Inspector McCormack says : "I was called into the office of the chief of police, Mr. James W. Regan, on the morning of January 17, 1928. When I entered the office Chief Regan handed me a finger print and said he had just received it in his morning's mail. He asked me if I thought I could do anything with it, and I responded that I would use every effort to bring the robber to justice.
"The card he handed me was sent by the state's attorney of Lawrenceville, Ill. In his letter to our chief he stated that the pool room of Harry Glover of Lawrenceville had been robbed of a sum of money and that he suspected a man by the name of John Tewell. The states attorney said that Tewell was known to be somewhere in East Chicago and that the enclosed finger prints were taken off the money drawer of the safe in the pool room by a local finger print man in Lawrenceville. He wanted to know if we could locate Tewell and have him finger printed, and if we did locate him and the finger prints corresponded to the finger prints enclosed, would we notify him at once.
"That day there were several suspects and strangers brought in and I had all of them finger printed, but none of them had finger prints corresponding to the print that had been sent.
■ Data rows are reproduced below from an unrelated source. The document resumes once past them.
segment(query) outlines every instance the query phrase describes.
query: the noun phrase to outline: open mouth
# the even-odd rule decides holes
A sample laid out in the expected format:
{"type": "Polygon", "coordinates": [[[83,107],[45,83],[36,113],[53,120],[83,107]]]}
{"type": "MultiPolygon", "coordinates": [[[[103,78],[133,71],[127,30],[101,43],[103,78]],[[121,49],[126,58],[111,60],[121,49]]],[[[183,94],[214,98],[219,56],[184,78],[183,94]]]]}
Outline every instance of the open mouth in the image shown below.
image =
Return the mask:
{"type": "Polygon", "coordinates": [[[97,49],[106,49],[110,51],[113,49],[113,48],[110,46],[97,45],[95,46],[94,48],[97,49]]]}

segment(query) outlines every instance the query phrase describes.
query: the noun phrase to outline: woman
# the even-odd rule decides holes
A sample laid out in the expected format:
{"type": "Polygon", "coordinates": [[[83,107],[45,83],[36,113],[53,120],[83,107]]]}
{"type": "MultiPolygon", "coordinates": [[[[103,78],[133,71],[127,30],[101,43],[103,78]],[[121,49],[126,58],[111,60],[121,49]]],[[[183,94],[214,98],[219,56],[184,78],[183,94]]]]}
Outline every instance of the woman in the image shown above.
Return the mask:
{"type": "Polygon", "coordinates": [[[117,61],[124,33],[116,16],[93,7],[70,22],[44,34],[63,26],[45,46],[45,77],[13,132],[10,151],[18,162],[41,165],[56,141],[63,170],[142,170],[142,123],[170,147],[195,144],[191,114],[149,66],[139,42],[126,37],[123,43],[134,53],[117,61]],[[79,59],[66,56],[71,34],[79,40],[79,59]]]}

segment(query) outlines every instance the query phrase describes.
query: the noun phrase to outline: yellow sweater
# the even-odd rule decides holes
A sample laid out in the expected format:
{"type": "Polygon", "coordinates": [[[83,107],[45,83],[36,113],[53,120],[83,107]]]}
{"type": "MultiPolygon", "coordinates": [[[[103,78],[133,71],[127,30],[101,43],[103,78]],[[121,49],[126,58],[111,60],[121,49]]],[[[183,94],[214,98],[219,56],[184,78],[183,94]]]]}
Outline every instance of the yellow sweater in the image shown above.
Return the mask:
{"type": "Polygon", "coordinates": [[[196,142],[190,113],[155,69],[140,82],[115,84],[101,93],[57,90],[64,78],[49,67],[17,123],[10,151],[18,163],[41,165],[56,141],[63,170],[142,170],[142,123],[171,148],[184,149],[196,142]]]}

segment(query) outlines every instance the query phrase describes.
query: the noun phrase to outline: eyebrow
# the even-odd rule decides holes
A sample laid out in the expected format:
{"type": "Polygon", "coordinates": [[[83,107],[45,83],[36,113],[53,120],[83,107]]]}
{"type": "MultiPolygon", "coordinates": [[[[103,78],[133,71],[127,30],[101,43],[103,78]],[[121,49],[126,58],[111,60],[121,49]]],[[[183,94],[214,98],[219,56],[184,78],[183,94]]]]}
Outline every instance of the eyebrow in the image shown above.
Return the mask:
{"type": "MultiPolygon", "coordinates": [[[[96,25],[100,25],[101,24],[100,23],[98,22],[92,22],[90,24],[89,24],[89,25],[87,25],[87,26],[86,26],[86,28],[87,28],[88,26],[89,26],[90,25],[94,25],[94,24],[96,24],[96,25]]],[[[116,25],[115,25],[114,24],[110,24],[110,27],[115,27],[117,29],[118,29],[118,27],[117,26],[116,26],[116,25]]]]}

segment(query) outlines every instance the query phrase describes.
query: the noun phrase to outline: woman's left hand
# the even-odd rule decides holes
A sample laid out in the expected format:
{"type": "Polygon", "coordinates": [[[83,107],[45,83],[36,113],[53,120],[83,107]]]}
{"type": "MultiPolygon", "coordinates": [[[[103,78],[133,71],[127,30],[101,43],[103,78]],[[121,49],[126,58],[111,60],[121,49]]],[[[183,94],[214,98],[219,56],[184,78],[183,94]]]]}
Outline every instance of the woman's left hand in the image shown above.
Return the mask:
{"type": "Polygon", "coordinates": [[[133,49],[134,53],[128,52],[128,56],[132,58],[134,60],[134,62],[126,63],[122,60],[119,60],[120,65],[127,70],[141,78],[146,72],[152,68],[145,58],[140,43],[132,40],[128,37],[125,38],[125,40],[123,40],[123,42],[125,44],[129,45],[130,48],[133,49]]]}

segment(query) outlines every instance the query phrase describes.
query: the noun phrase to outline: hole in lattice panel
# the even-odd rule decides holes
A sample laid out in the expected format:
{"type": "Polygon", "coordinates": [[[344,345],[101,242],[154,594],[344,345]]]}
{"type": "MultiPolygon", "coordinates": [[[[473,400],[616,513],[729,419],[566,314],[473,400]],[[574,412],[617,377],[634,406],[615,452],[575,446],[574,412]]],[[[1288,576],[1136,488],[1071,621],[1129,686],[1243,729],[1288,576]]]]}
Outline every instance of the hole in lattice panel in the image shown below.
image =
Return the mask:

The following morning, however, a man was brought to me for printing, and after I had taken his prints I started to check up on them. I soon found that the little finger on the left hand of Tewell was identical to the one sent to my chief.
"I asked Tewell to sit down and told him that I wanted to talk to him. When he took his seat, directly in front of me, I looked him straight in the eye; he lowered his head; he started to twist his fingers and he flushed in the face, and then I knew that I had him. I said, 'John, how much money did you take from the money drawer that was in the safe of Harry Glover's pool room ?'
"At that question he almost fainted, and after a brief silence he looked up and said, 'Are you the chief of police?' I told him that I was not, and he immediately said that if he were to talk he wanted to talk to the chief of police and no one else. I agreed to let him do this.
"I took him to the chief's office and left him outside while I went in to tell the chief that his finger prints were identical to the ones that we had been sent, and that Tewell would not talk to me but wanted to talk to him. Then Tewell went in and told the chief that it was he who robbed the pool room and that he was willing to return to his own state without extradition papers.
"The state's attorney of Lawrenceville wrote me a letter and expressed his appreciation. He said, in part, that if such co-operation were extended in the same manner by all police departments that had been extended to him by the East Chicago police, that the crime problem would be soon solved."
1. "Finger Prints Get Pool Room Robber", Finger Print and Identification Magazine, Vol. 9, No. 11, May 1928, page 3.